Tenth commandment: "Television is not a problem to be managed, but an instrument to be played." Mr. Znaimer's stations have the distinct air of a problem being managed, and specifically a financial problem. News reporters do their own camera and sound. The remotes on Breakfast TV often are simply promotions for private businesses. There is no out-of-town reporting. Everything is slashed to the bone, and that is the secret of the City-tv look. That's why every English-language show of Mr. Znaimer's is a cobbling together of promotional clips and promotional interviews.
In the end, though, you have to hand it to Mr. Znaimer. Here he is well behind in the race for the Southern Ontario television audience (when was the last time you saw a City-tv show in the Top 40?), but he's a bloody guru. And, one suspects he's using his status as a guru to teach his competitors the exact opposite of the secrets of his success.
Here for the record are the real ten commandments of Znaimervision:
- Television is the triumph of advertising over experience.
- Print created illiteracy. TV created advertisements everyone can understand.
- The true nature of television is show, not flow.
- As worldwide television expands, the demand for local programming decreases.
- The best TV tells me what advertisers want it to tell me.
- TV is about the absolute lack of uniqueness of the human being.
- TV's chief operating skill is cost-cutting.

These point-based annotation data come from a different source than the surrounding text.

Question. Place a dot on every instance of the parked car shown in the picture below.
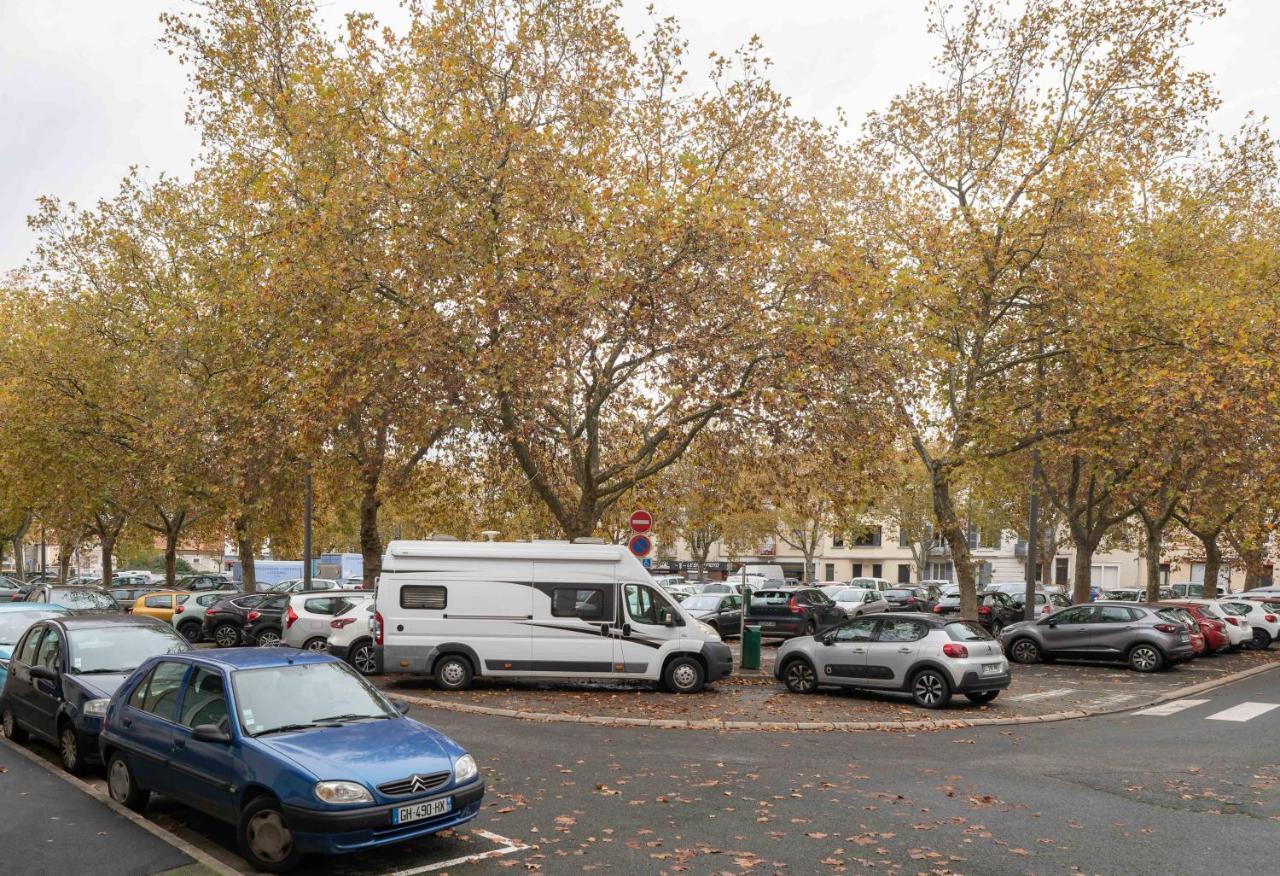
(307, 615)
(782, 614)
(1144, 635)
(159, 605)
(296, 585)
(351, 638)
(77, 598)
(720, 611)
(928, 656)
(14, 620)
(854, 601)
(1264, 620)
(64, 670)
(909, 598)
(316, 760)
(188, 617)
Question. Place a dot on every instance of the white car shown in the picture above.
(1262, 617)
(1239, 630)
(306, 617)
(855, 601)
(351, 637)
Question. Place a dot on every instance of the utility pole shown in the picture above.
(306, 534)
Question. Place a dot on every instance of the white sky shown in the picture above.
(85, 91)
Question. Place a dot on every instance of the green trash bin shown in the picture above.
(752, 647)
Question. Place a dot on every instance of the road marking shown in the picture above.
(1165, 710)
(1243, 712)
(507, 847)
(1045, 694)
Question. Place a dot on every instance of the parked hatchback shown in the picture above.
(1144, 635)
(295, 749)
(307, 615)
(64, 670)
(927, 656)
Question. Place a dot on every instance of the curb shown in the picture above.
(712, 724)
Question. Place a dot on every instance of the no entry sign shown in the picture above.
(640, 546)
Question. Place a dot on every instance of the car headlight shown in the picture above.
(465, 769)
(95, 707)
(343, 792)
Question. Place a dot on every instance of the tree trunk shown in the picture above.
(370, 541)
(1083, 587)
(958, 539)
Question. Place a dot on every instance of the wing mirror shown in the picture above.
(210, 733)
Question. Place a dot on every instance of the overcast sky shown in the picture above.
(85, 91)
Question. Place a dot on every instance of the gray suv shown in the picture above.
(1144, 635)
(928, 657)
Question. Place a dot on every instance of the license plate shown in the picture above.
(419, 811)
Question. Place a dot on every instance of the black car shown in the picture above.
(64, 670)
(784, 614)
(721, 611)
(250, 619)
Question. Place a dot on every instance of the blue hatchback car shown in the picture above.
(292, 747)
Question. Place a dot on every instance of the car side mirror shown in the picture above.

- TV creates customers, subject to immediate consumption.
- There is a mass audience even for Znaimervision.
- Television is a business.
And television is a business. If Mr. Znaimer is not trying, commendably, to mislead his competition (for is that not what competition, the foundation of all we hold dear in Western civilization, is about?) then perhaps he is following another commendable strategy of trying to make television look special so it can be better marketed.
And maybe even so that he can market it better to himself.